# Evaluate the indefinite integral. {eq}\int \frac{(\arctan x)^2}{x^2 + 1} \, \mathrm{d}x {/eq}

## Question:

Evaluate the indefinite integral.

{eq}\int \frac{(\arctan x)^2}{x^2 + 1} \, \mathrm{d}x {/eq}

## Integration by Substitution:

In calculus, the substitution method of integration is the useful process of integration that can change the form of the integrand of any complex function and makes it preferable to one that we can integrate more easily.

Some formulas that may help to evaluate the integral are as below.

{eq}\begin{align*} \int {{x^n}dx} &= \dfrac{{{x^{n + 1}}}}{{n + 1}} + C\\ \int {\left( {\sin x} \right)dx} &= - \cos x + C\\ \int {\left( {\cos x} \right)dx} &= \sin x + C\\ \int {\left( {\sec x\tan x} \right)dx} &= \sec x + C\\ \int {\left( {{{\sec }^2}x} \right)dx} &= \tan x + C\\ \int {\dfrac{{dx}}{{1 + {x^2}}}} &= {\tan ^{ - 1}}x + C \end{align*} {/eq}

Given Data:

• The given function is: {eq}I = \int {\dfrac{{{{\left( {{{\tan }^{ - 1}}x} \right)}^2}}}{{1 + {x^2}}}} dx {/eq}.

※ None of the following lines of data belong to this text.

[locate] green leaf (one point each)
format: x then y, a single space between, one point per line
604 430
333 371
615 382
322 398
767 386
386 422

Apply change of variable method and assume: {eq}{\tan ^{ - 1}}x = t {/eq}, and differentiate it with respect to x.

{eq}\begin{align*} \dfrac{d}{{dx}}\left( {{{\tan }^{ - 1}}x)} \right) &= \dfrac{d}{{dx}}\left( t \right)\\ \dfrac{1}{{1 + {x^2}}} &= \dfrac{{dt}}{{dx}}\\ \dfrac{{dx}}{{1 + {x^2}}} &= dt \end{align*} {/eq}

Now change the integrand by the new variable and integrate it.

{eq}\begin{align*} I &= \int {{t^2}} dt\\ &= \dfrac{{{t^{2 + 1}}}}{{2 + 1}}\\ &= \dfrac{{{t^3}}}{3} \end{align*} {/eq}

Substitute back: {eq}t = {\tan ^{ - 1}}x {/eq}.

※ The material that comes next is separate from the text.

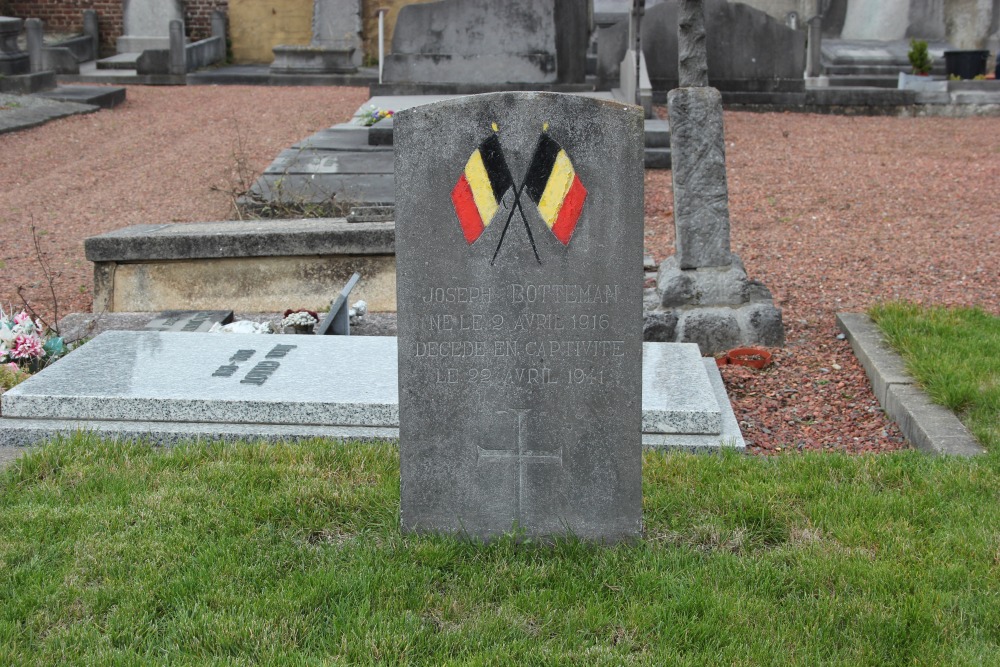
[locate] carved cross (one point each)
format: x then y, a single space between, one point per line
522 455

{eq}I = \dfrac{{{{\left( {{{\tan }^{ - 1}}x} \right)}^3}}}{3} {/eq}

Add an integral constant to the solution.

{eq}I = \dfrac{{{{\left( {{{\tan }^{ - 1}}x} \right)}^3}}}{3} + C {/eq}

Thus, the answer is {eq}\bf{\dfrac{{{{\left( {{{\tan }^{ - 1}}x} \right)}^3}}}{3} + C} {/eq}.